In this week's hands-on exercise, you will be working with some data related to heatwaves in the USA. Through this work, you will gain an understanding of vulnerability assessment approaches using geospatial data and how they can be used to understand some of the priority areas for action leading up to and during a disaster.
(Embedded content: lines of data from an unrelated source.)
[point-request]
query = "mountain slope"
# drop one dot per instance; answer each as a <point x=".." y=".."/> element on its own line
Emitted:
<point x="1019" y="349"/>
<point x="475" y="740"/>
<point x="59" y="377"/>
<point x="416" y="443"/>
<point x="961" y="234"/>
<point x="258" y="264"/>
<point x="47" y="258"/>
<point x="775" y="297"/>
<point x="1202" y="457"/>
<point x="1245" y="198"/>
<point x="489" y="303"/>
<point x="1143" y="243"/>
Before conducting the analysis and developing the accompanying short report, I would like you to watch a short overview video on Social Vulnerability Indices (SVI), read a chapter from your textbook on GIS and Disaster Mitigation, and read a journal article on Social Vulnerability to Natural Hazards in Brazil. This material will help you gain an understanding of the human dimensions of vulnerability that I mentioned previously.
Watch
Please watch this 3:45 minute video on Social Vulnerability Indices (SVI) from the US Centers for Disease Control and Prevention (CDC).
Read
-
GIS for Disaster Management - Chapter 8 "Geographic Information Systems and Disaster Mitigation (pp. 233-250)
In this chapter from your textbook, the author goes into some good detail on assessing and modeling risk and vulnerability using GIS, including where to get data to do your own and a few straightforward analysis steps using GIS. It also includes core concepts associated with evaluating mitigation policies as well as the ways in which people can develop social and environmental variables to model risk and resilience. -
Loyola Hummell, Cutter, Emrich (2016). Social Vulnerability to Natural Hazards in Brazil. International Journal of Disaster Risk Science, volume 7 (issue 2), 111-122. This final reading will serve as a rough model for what we will work on next in the hands-on portion of this exercise.
-
OPTIONAL / FYI - Georgianna Strode et al. (2020). Exploratory Bivariate and Multivariate Geovisualizations of a Social Vulnerabity Index.